Other announcements include OpenAI negotiating to set up a 1 GW data centre in India, Reliance Industries’ $11-billion joint venture to develop 1 GW of AI data capacity in Andhra Pradesh, Jio’s own data-centre build-out in Jamnagar, AWS committing $8.3 billion to cloud infrastructure in Maharashtra and Tata Consultancy Services (TCS) planning to invest around $6.5 billion over the next 5-7 years to build 1 GW of data-centre capacity.
Also, read: Inside India’s AI data-centre boom: What it takes to build one
Data centres are becoming ‘AI factories’
Neike said companies like Siemens are benefiting from the data centre boom because next-generation facilities look more like industrial systems than conventional server rooms.
“These are becoming AI factories.
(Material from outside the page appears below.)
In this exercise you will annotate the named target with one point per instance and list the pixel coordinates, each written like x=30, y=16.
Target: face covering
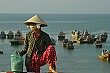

They're actually becoming factories,” he said, pointing to the rising energy density and heat from AI servers, which increasingly require water cooling.
“So what you do is you put data into this AI factory and a model comes out of it,” he said.
Siemens, he added, is involved through electrification as well as digital modelling and optimisation of data centres.
Data centre criticism: Jobs, water, power
Responding to criticism that data centres do not generate enough jobs and consume large volumes of electricity and water, Neike said the value created must exceed the resources used.
“Like all the things, they need to create more value than they consume,” he said, adding that AI can also reduce wastage across buildings and factories.
“The two things we need to do is to make these data centers as efficient as possible… and to produce valuable outcomes,” he said.
Industrial AI is driven by geopolitics, talent shortage
Neike said industrial AI is becoming central across sectors, driven by both supply chain disruptions and the need for more efficiency amid global talent shortages.
“Industrial AI is the core of it and it's driven by geopolitics but it's also driven by the talent shortage we have worldwide,” he said.
He said manufacturers are shifting away from rigid production lines to flexible ones.
“In the past, factories were very precise, repetitive, etc. Now they need to be much more adaptable. And in order to be adaptable, you need intelligence. To have intelligence, you need AI,” Neike said.
Siemens’ IT Play
“We're also working in India with TCS, with Infosys and all of the big players,” Neike said.
He described India as a “zero-one country”, where execution can take time but accelerates sharply once the direction is clear.
“For me, it's been a country where India does something, it takes time. But when it does it, it does it really,” he said.